Johnson & Johnson set the standard for openness almost 18 years ago, after news broke that some of its Tylenol capsules had been laced with cyanide. The company quickly pulled all capsules from the market - a move that cost a cool $125 million - and alerted the public to the danger. Three months later, the firm had developed a sealed, tamper-resistant container, and by the following year Tylenol had regained its top spot in its category.
Falling short of the standard?
Against that standard, Firestone/Bridgestone and Ford don't measure up well. "The mounting evidence is making it increasingly difficult to credibly believe that neither of these companies knew anything of this problem before this summer," said Sen. John McCain (R) of Arizona, Commerce Committee chairman, at the Sept. 12 hearing.
Firestone/Bridgestone, in particular, has been slow to apologize, which looks especially bad in the information-accelerated age of the Internet.
"What's new about transparency is that not only can you not hide, you can't hide for a minute," says Professor Jackson.
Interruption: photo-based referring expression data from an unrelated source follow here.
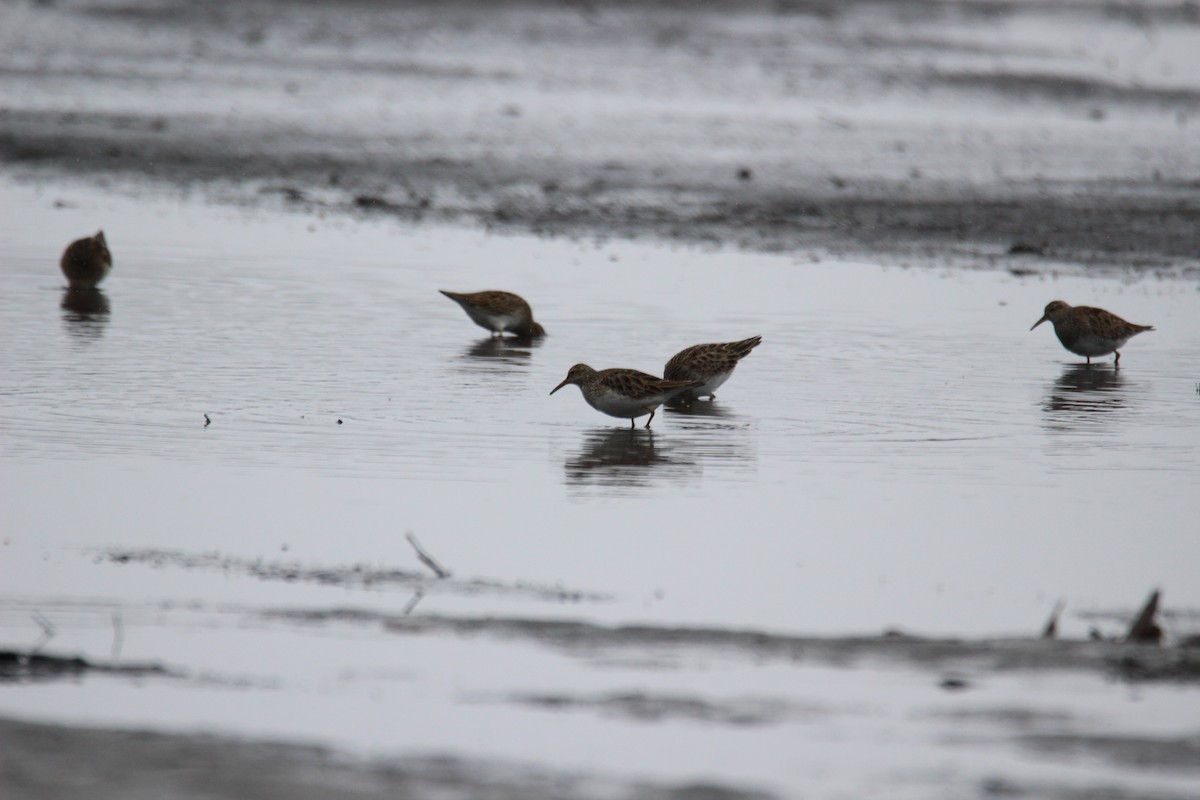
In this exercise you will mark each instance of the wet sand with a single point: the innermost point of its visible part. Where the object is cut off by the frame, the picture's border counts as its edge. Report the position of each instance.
(1013, 133)
(1035, 137)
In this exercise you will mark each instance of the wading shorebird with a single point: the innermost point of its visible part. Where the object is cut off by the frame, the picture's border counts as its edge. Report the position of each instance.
(1087, 331)
(627, 394)
(498, 312)
(85, 262)
(709, 364)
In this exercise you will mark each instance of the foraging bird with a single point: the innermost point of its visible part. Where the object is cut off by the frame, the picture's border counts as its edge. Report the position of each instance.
(709, 364)
(498, 312)
(1090, 331)
(85, 262)
(627, 394)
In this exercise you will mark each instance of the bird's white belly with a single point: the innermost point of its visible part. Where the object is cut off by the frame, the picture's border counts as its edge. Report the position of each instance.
(497, 323)
(1093, 346)
(616, 404)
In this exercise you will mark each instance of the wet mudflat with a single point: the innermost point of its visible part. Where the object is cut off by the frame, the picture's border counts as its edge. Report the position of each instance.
(826, 583)
(703, 603)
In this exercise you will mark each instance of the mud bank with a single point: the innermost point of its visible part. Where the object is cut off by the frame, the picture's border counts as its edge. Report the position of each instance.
(993, 133)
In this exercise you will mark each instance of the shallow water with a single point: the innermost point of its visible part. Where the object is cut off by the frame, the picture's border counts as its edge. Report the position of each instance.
(900, 452)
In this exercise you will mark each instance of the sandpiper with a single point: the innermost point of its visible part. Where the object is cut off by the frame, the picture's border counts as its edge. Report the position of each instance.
(627, 394)
(1089, 331)
(709, 364)
(498, 312)
(85, 262)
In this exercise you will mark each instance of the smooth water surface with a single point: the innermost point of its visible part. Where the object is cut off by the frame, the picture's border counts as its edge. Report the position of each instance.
(900, 452)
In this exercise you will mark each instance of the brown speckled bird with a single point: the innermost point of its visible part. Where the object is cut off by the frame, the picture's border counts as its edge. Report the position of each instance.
(709, 364)
(498, 312)
(1089, 331)
(85, 262)
(627, 394)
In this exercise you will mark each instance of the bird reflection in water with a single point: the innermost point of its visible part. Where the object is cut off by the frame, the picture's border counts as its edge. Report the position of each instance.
(85, 312)
(503, 349)
(621, 457)
(1084, 390)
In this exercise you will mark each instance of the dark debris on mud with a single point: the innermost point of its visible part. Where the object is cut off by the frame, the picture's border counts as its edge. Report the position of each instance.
(659, 647)
(27, 667)
(121, 764)
(353, 576)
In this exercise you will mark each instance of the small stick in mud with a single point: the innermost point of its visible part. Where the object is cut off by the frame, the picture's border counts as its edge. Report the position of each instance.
(1051, 629)
(118, 636)
(426, 559)
(48, 632)
(412, 603)
(1145, 630)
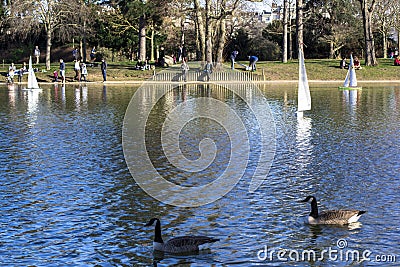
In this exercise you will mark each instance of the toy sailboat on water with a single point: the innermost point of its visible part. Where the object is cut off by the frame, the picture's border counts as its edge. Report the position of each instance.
(350, 83)
(32, 82)
(304, 97)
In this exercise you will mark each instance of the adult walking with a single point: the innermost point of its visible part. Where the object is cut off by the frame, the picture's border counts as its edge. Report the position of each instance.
(185, 69)
(77, 69)
(252, 63)
(104, 69)
(233, 58)
(62, 70)
(36, 53)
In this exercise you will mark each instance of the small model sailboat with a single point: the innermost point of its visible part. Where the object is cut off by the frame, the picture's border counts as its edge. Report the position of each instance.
(304, 97)
(350, 83)
(32, 82)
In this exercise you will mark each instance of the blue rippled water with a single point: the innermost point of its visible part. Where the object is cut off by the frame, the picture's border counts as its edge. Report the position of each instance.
(67, 197)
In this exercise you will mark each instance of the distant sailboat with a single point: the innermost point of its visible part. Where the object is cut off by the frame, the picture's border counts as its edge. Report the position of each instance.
(350, 83)
(32, 82)
(304, 97)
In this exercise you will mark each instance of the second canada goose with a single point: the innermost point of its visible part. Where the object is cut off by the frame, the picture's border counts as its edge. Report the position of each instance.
(182, 244)
(331, 216)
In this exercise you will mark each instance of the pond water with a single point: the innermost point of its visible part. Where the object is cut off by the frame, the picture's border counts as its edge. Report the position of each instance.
(67, 197)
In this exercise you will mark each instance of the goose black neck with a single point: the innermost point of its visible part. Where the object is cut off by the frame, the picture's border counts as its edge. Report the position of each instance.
(157, 232)
(314, 208)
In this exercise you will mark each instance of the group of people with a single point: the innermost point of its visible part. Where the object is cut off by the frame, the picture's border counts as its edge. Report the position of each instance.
(397, 61)
(356, 63)
(252, 61)
(80, 69)
(12, 71)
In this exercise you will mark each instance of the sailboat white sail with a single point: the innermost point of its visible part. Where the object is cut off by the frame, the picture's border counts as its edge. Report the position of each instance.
(32, 82)
(350, 82)
(304, 97)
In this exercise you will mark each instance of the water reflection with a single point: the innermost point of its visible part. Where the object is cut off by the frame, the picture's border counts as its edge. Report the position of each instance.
(67, 197)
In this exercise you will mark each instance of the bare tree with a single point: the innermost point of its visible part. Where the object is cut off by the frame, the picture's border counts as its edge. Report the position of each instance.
(367, 9)
(385, 20)
(54, 16)
(285, 30)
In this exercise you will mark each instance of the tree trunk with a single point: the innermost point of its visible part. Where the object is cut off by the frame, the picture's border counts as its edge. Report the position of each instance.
(183, 31)
(370, 56)
(221, 40)
(299, 23)
(398, 40)
(331, 50)
(49, 35)
(152, 44)
(384, 37)
(208, 32)
(200, 30)
(285, 29)
(84, 42)
(142, 38)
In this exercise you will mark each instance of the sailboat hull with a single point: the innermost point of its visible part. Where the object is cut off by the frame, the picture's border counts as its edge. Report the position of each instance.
(350, 88)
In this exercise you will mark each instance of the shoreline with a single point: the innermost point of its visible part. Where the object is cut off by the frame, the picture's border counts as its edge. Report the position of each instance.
(274, 82)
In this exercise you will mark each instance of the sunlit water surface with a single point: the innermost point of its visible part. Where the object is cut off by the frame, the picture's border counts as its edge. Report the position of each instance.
(67, 197)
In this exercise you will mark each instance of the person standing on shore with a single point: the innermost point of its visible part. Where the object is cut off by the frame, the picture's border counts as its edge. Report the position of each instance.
(252, 63)
(185, 69)
(83, 71)
(77, 69)
(104, 69)
(62, 70)
(36, 53)
(233, 58)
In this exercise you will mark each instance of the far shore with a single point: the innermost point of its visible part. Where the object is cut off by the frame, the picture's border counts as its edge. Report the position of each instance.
(277, 82)
(319, 71)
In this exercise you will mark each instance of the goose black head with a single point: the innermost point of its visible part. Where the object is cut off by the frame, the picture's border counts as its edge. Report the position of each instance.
(314, 206)
(150, 223)
(308, 198)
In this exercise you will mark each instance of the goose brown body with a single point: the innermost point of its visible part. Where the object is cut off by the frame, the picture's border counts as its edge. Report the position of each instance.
(182, 244)
(342, 217)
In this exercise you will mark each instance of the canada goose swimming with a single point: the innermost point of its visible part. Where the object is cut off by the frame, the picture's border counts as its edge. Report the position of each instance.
(182, 244)
(331, 216)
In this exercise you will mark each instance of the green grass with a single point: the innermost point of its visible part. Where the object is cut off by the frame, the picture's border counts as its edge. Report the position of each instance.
(317, 69)
(327, 69)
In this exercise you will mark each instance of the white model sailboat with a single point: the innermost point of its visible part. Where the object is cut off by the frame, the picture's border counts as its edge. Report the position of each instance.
(304, 97)
(32, 82)
(350, 83)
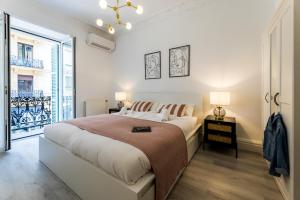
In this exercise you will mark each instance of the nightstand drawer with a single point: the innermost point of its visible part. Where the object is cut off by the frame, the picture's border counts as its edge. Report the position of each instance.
(219, 127)
(219, 138)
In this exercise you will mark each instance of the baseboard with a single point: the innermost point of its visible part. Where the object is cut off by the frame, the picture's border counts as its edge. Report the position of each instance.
(281, 187)
(250, 145)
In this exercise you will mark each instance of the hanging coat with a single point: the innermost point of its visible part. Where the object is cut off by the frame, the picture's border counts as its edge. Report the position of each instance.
(276, 146)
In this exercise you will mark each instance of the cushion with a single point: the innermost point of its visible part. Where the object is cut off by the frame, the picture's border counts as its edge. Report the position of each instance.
(141, 106)
(189, 110)
(173, 109)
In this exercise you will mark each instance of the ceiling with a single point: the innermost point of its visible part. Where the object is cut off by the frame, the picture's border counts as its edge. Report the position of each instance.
(88, 11)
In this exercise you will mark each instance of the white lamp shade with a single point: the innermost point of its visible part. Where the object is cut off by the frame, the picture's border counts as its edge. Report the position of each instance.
(220, 98)
(120, 96)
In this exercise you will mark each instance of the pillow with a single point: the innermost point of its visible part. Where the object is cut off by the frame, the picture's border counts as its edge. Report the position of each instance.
(154, 107)
(164, 115)
(141, 106)
(189, 110)
(174, 109)
(123, 111)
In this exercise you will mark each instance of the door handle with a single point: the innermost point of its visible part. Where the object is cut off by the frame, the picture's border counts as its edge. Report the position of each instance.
(267, 97)
(275, 99)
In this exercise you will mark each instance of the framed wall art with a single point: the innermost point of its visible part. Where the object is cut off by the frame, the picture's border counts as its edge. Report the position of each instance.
(179, 61)
(153, 65)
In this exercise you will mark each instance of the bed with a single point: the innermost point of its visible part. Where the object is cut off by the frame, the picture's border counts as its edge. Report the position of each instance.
(78, 164)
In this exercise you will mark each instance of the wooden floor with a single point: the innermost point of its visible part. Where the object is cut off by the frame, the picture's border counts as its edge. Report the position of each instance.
(213, 174)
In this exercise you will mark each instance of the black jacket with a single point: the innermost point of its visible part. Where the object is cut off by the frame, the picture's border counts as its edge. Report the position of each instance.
(275, 146)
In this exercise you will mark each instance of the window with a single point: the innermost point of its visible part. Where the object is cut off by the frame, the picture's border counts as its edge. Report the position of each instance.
(25, 51)
(25, 85)
(69, 82)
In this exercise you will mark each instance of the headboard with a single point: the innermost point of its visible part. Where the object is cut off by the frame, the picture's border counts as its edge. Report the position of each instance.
(166, 97)
(95, 107)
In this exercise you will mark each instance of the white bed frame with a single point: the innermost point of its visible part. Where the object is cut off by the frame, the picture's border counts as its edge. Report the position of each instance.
(91, 182)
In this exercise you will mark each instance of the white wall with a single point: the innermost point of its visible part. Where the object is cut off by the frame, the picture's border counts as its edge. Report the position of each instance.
(225, 39)
(93, 67)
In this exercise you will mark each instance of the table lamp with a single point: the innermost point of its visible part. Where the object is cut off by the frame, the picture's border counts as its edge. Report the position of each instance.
(121, 97)
(219, 99)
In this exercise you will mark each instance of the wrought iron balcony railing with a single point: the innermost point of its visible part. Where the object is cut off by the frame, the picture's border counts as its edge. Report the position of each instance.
(29, 112)
(35, 93)
(33, 63)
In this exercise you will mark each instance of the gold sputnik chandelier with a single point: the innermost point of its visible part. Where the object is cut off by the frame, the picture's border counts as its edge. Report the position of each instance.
(104, 5)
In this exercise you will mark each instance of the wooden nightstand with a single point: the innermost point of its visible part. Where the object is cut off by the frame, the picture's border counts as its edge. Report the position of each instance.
(221, 132)
(114, 110)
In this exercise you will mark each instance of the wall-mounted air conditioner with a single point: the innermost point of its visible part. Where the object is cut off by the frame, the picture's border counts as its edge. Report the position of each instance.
(100, 42)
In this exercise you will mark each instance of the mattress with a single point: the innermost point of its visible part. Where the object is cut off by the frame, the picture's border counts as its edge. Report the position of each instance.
(121, 160)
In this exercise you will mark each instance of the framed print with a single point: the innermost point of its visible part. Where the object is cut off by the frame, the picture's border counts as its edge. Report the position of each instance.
(153, 65)
(179, 61)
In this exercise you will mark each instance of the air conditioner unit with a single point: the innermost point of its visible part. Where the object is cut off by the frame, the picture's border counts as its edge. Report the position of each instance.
(100, 42)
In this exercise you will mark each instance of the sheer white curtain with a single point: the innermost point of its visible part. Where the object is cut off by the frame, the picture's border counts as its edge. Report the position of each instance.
(2, 97)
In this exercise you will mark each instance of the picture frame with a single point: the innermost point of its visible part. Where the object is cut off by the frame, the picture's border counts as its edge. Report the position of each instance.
(153, 65)
(179, 61)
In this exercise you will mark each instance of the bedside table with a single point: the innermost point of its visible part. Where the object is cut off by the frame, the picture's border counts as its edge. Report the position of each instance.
(220, 132)
(114, 110)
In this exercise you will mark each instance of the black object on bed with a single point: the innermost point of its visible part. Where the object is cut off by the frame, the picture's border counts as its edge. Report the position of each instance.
(142, 129)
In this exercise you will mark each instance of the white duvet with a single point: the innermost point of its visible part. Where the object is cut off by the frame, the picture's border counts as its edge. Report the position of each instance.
(119, 159)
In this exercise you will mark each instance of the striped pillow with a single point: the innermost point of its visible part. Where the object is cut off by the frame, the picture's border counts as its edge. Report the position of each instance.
(174, 109)
(141, 106)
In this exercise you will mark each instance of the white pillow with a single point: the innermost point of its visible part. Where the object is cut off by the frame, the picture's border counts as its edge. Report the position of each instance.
(189, 111)
(154, 107)
(123, 111)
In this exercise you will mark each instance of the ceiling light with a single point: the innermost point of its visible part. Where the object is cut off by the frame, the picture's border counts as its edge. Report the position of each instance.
(111, 30)
(103, 4)
(128, 26)
(99, 22)
(116, 9)
(139, 10)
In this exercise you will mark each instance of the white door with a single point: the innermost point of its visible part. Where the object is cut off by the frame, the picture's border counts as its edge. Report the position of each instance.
(281, 75)
(4, 83)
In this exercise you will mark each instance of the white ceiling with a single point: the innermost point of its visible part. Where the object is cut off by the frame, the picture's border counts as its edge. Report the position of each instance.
(88, 11)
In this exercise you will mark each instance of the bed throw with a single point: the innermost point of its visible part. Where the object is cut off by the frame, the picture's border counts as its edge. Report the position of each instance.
(165, 146)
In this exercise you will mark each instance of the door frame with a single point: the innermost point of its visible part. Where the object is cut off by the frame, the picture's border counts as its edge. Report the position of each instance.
(7, 81)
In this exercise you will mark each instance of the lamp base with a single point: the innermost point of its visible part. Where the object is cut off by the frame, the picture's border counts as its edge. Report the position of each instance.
(219, 113)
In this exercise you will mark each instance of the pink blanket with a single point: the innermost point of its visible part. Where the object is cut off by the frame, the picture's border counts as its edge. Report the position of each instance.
(165, 146)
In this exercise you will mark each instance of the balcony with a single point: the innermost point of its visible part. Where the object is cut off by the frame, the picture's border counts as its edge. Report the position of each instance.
(34, 63)
(30, 112)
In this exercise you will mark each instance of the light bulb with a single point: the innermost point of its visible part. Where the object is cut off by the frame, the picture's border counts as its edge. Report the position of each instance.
(111, 30)
(139, 10)
(99, 22)
(103, 4)
(128, 26)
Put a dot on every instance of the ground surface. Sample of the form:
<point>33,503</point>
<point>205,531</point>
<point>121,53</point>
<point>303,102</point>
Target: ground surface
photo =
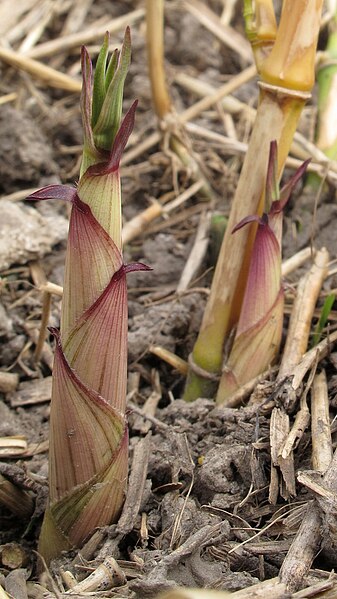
<point>207,468</point>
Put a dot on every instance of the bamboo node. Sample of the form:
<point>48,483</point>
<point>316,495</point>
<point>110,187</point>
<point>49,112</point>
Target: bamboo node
<point>286,91</point>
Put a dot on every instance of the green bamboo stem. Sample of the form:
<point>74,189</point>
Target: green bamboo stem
<point>287,77</point>
<point>326,130</point>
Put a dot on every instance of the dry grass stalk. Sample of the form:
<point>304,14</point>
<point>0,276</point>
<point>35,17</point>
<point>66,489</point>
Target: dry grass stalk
<point>193,111</point>
<point>74,40</point>
<point>177,139</point>
<point>300,321</point>
<point>164,354</point>
<point>139,223</point>
<point>14,499</point>
<point>306,543</point>
<point>296,344</point>
<point>320,424</point>
<point>279,431</point>
<point>40,71</point>
<point>226,34</point>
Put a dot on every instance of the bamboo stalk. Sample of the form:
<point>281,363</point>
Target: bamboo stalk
<point>286,80</point>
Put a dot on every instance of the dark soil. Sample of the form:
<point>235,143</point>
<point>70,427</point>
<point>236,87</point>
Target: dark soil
<point>208,467</point>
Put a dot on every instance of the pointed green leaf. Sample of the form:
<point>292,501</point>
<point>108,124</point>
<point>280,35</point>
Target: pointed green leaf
<point>108,122</point>
<point>98,93</point>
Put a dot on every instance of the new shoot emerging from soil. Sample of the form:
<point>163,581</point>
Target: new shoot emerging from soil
<point>88,428</point>
<point>259,330</point>
<point>284,58</point>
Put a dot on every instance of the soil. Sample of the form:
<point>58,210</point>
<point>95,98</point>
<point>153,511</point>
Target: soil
<point>206,468</point>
Even Ford's reputation as a well-run, values-driven company looks tarnished. Critics say that no matter what corporations claim about their accountability, such incidents will occur until executives become criminally liable for faulty products.
"Things don't change with fines and recalls," says Russell Mokhiber, editor of Corporate Crime Reporter, a legal weekly based in Washington. "The reality is they're not going to change their ways till people go to jail."
Last week, Sen. Arlen Specter (R) of Pennsylvania introduced a bill that would jail executives for up to 15 years if they knowingly sold defective products that put consumers at serious risk.
Other observers suggest that more pressure could come from consumers if they had more access to information about the social and environmental impacts of products.
"It's very difficult to get information on that," says L. Jean Camp of the Institute of Electrical and Electronics Engineers. Some groups, such as the Council on Economic Priorities, rate companies according to various social and environmental criteria. But consumers can't compare how the manufacture of, say, various athletic shoes affects the environment or third-world labor.
"That's exactly what information technology has the potential for," she adds.